Ceri decided to apply for the Amazon Machine Learning Research Award (MLRA) when he realized that it was important to have AWS available for his team of PhD students and other associated researchers. His 2019 MLRA award allowed the group to use AWS in different ways. That included demonstrating the scalability of systems developed by the group, which require speed-up and scale-up experiments that involve progressively more nodes in the AWS cloud.
Investigating viral sequences
GenoSurf was already being used by researchers in Italy and other countries, mainly in oncology studies, when the COVID-19 pandemic started. Since many of the collaborators were hospitals, the projects were temporarily suspended, as they concentrated on handling the health crisis.
The GeCo project also redirected its efforts to the study of viral genome sequences. Ceri’s team used their expertise from GenoSurf to develop ViruSurf. This search engine aggregates data from viral genome sequences stored on different databases. Any researcher can access the system and perform queries such as when a given mutation appeared for the first time and how it is spreading.
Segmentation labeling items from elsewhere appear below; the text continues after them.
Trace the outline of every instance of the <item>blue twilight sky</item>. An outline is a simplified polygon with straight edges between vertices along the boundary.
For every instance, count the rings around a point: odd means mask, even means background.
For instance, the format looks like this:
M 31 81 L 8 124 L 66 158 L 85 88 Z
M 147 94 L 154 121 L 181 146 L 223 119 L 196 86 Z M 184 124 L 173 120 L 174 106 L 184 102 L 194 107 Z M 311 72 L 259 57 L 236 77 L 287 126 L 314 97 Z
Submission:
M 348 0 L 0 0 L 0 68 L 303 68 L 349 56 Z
The system is constantly updated to include all the sequences that have been produced of SARS-CoV-2 around the world. At the moment, there are about 650,000 of them. “For data import and curation, including variant search, we use algorithms and tools that are heavy in terms of computation. That's where AWS comes in again and helps us do effective and fast computation,” Ceri said.
When the pandemic recedes, Ceri hopes to complete a few projects that have been on pause as hospitals cope with COVID-19 patients. These initial collaborations are on prostate cancer prevention and on precision medicine for ovarian cancer and Hodgkin lymphoma. For someone who, as early as eight years ago, thought of the DNA simply as a “four-letter encoding,” Stefano Ceri is creating a marker for himself in genetics research.